There have been volumes written already about the dire threat of pandemic influenza. From the current review by Morens and Fauci, however, it is clear that we can not predict when the next pandemic will occur, its severity or its pattern. Multiple influenza viruses already circulate and cause disease yearly, and influenza B continues to cause episodic disease. Current influenza A strains are more likely to be resistant to first-line antivirals and we are probably too dependent on newer anti-influenza drugs like oseltamivir.

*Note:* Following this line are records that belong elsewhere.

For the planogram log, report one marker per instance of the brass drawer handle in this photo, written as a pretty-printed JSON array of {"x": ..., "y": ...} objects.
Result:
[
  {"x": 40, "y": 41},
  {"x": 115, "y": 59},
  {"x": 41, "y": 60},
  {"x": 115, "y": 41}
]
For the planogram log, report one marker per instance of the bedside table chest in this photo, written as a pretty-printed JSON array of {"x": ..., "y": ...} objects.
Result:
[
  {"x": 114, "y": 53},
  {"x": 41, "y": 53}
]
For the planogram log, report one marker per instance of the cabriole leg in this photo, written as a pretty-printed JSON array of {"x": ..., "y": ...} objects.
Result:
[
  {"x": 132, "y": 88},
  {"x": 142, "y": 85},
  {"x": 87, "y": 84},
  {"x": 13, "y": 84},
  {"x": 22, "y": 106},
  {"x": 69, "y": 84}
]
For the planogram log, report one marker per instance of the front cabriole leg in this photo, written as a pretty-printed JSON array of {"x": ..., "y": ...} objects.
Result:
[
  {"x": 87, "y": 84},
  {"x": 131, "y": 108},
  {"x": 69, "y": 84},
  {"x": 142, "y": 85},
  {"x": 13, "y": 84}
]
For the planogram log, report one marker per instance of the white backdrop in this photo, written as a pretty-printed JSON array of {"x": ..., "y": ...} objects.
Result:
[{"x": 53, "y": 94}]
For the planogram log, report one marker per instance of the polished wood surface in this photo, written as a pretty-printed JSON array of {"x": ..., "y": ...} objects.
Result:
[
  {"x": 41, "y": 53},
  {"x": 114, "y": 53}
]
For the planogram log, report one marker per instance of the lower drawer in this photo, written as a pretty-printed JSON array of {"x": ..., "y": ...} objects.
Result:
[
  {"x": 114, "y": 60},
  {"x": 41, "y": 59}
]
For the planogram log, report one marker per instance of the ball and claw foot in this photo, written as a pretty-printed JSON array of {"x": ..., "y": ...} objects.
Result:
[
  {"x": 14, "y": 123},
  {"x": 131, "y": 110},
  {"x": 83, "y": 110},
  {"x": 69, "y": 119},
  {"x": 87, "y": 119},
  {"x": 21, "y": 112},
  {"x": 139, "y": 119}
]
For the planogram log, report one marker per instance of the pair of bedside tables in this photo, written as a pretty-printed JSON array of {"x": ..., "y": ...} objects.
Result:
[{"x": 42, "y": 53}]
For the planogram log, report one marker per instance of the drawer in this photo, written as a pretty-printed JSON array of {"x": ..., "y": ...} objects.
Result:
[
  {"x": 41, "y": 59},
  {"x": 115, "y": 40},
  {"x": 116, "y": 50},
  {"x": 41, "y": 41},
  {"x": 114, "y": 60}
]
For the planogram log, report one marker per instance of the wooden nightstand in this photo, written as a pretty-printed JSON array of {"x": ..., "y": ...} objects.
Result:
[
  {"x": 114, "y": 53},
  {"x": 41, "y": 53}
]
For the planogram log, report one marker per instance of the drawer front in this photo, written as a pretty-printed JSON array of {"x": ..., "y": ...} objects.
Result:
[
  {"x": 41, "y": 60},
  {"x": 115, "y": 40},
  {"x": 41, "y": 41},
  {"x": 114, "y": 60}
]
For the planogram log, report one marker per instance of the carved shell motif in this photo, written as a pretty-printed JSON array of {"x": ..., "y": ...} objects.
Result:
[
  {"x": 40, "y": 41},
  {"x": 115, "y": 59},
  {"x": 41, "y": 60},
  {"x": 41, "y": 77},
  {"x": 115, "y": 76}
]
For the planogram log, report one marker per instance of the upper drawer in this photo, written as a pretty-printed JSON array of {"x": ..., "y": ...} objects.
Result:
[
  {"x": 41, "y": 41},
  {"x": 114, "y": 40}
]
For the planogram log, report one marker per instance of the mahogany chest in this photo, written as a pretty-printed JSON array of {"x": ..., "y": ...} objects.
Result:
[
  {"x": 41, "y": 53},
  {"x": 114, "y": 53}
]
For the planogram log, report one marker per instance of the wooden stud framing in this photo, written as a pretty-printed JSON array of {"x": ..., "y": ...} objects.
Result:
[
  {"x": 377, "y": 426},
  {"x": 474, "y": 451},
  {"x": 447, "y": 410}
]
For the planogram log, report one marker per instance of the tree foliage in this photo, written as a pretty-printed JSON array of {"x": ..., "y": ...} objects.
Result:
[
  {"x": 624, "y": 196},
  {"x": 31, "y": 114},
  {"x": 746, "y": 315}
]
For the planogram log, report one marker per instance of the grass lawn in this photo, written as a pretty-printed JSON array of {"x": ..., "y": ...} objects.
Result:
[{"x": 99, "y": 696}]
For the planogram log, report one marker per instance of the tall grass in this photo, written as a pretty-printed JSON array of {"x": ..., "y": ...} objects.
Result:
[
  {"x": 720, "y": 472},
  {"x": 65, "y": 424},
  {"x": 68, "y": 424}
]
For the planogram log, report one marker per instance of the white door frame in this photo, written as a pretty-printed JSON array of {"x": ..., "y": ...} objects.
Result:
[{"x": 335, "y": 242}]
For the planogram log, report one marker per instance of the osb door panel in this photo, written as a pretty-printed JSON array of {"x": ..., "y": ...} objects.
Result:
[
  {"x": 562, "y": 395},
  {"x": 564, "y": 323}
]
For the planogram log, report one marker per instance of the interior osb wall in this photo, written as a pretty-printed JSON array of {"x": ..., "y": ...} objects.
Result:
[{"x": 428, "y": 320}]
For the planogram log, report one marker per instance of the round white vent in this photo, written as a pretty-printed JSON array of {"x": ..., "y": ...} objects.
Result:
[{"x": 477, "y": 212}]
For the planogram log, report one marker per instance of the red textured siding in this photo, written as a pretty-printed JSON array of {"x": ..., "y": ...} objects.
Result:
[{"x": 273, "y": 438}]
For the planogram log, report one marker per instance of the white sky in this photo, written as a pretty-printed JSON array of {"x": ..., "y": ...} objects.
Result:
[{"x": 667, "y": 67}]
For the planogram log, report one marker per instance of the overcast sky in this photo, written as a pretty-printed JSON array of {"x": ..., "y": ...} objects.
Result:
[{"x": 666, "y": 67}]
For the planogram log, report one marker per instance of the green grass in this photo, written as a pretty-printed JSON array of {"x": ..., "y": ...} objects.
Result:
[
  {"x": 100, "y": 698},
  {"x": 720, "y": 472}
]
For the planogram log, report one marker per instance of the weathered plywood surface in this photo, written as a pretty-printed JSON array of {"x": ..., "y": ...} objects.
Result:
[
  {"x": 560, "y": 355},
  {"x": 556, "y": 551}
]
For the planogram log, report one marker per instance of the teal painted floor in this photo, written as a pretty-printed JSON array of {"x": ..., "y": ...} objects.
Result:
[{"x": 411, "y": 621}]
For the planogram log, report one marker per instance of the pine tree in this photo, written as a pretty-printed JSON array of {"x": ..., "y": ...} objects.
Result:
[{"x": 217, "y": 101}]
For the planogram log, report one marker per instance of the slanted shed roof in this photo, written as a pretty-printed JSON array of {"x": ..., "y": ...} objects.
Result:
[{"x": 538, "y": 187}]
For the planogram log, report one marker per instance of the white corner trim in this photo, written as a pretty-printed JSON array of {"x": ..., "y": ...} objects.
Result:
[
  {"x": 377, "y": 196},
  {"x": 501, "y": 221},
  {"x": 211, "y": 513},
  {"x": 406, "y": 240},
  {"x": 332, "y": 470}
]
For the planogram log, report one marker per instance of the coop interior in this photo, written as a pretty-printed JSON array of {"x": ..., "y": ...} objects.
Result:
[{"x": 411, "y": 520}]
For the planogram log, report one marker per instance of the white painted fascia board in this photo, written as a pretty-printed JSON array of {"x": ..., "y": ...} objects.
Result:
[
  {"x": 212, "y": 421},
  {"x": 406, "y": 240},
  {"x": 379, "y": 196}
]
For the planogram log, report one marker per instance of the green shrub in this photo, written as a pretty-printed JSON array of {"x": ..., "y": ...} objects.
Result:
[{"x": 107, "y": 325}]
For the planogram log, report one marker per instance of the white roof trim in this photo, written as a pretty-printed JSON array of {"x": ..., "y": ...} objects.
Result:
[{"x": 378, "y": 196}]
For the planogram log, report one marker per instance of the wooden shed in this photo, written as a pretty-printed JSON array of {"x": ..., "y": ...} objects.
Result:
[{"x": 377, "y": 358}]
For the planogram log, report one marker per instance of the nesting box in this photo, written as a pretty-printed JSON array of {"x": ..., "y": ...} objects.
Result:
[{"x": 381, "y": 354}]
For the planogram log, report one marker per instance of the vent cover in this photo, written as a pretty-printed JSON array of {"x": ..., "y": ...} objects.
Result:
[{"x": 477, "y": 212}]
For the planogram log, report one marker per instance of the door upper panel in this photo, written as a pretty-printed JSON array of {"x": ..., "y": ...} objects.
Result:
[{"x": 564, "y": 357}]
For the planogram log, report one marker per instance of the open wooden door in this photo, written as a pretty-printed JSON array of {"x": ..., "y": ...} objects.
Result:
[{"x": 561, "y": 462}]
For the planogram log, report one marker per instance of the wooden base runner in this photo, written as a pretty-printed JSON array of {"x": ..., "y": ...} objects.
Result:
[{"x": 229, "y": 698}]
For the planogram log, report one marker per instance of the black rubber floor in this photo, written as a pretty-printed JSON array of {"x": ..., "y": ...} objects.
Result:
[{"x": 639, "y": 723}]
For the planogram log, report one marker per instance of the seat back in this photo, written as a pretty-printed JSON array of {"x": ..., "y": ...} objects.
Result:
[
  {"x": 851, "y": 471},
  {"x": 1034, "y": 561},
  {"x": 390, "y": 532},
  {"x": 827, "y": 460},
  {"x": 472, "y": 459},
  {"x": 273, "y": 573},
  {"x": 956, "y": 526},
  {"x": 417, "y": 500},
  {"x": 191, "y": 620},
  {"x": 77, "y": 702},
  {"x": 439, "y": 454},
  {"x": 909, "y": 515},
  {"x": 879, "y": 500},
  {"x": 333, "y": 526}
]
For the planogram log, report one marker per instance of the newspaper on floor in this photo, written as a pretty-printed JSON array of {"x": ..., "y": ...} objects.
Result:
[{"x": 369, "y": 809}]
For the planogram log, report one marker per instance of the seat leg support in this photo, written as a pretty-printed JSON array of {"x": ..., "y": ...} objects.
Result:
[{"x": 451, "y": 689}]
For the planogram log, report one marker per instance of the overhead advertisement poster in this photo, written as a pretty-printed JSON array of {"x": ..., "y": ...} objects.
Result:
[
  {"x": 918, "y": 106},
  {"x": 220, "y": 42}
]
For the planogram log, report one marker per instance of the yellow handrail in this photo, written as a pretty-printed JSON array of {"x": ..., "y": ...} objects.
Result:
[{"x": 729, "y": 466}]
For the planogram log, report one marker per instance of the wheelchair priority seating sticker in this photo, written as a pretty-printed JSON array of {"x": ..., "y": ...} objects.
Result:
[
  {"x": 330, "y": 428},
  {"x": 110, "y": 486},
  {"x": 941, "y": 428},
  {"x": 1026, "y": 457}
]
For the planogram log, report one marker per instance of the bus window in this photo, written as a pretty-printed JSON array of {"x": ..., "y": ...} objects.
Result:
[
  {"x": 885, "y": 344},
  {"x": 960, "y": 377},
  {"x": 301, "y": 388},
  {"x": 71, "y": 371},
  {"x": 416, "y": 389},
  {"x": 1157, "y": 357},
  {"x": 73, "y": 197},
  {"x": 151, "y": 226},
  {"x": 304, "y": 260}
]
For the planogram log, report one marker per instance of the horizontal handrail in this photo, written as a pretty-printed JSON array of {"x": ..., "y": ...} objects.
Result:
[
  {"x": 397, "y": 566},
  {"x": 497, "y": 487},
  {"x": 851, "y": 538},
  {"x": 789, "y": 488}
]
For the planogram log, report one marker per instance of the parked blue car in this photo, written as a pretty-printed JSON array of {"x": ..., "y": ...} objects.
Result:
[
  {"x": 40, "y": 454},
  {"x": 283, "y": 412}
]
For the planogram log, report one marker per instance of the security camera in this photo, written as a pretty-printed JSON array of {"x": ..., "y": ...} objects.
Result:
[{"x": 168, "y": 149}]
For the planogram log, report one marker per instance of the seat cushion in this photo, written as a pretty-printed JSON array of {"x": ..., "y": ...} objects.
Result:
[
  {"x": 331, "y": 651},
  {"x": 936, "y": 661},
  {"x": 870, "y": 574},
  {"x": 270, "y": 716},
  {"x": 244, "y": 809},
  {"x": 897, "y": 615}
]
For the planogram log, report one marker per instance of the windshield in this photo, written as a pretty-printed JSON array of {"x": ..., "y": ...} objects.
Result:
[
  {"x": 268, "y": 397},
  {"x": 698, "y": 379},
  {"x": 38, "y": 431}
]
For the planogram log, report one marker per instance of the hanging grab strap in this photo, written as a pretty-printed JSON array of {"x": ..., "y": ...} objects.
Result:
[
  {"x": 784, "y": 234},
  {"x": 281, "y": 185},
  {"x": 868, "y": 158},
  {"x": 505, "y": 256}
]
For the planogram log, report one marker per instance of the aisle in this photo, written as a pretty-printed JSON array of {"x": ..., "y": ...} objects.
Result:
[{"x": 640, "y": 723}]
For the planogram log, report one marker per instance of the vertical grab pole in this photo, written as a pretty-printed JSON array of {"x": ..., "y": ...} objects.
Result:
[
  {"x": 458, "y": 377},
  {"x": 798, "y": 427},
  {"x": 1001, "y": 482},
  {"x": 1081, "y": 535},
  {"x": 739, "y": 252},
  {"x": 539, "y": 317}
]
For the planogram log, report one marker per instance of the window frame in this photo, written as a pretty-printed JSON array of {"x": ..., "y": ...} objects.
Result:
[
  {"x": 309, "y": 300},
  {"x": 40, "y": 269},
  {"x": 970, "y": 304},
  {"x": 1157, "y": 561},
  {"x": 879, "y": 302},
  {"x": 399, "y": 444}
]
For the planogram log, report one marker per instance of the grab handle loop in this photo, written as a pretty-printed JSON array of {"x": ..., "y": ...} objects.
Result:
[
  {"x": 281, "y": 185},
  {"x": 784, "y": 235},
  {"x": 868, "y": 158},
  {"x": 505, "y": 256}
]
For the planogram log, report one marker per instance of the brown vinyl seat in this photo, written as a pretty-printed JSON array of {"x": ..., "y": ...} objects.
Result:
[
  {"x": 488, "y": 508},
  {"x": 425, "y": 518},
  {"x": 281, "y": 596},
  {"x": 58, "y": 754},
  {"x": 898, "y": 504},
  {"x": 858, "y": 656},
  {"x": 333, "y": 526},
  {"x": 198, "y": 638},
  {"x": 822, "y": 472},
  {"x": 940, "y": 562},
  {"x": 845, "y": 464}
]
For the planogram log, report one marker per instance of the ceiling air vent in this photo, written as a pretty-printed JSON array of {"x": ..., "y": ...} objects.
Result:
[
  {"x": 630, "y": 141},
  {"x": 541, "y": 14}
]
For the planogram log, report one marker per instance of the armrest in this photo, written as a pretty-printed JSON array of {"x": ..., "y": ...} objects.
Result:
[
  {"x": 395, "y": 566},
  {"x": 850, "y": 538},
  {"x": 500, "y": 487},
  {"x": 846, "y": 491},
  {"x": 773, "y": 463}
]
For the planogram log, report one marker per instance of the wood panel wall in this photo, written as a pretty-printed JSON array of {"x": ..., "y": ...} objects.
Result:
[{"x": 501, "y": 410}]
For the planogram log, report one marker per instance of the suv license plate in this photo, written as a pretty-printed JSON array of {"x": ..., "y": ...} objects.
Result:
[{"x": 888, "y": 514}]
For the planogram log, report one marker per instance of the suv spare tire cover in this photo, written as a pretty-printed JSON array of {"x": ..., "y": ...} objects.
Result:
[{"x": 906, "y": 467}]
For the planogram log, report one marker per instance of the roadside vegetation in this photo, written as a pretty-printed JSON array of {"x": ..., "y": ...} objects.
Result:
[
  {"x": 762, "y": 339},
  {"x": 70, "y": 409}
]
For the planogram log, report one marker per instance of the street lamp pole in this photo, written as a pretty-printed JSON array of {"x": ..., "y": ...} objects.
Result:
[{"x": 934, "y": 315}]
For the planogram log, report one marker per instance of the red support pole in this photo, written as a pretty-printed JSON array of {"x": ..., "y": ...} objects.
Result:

Recent table-top exercises and mock outbreaks have both shown that our capacity even in well equipped cities pales in relation to the number of affected individuals that may present during the initial phase of a pandemic. Nevertheless, we have to continue to rely on public health insights to prepare for pandemic disease, including pandemics that may be the result of new agents or bioterror. We must mobilize better for the assault and not fall prey to Michael Osterholm's premonition that after the fact we will not regret "how well government, business and public health leaders prepared the world for the catastrophe when they had clear warning." (Osterholm T. Foreign Affairs 2005; 84:24-37).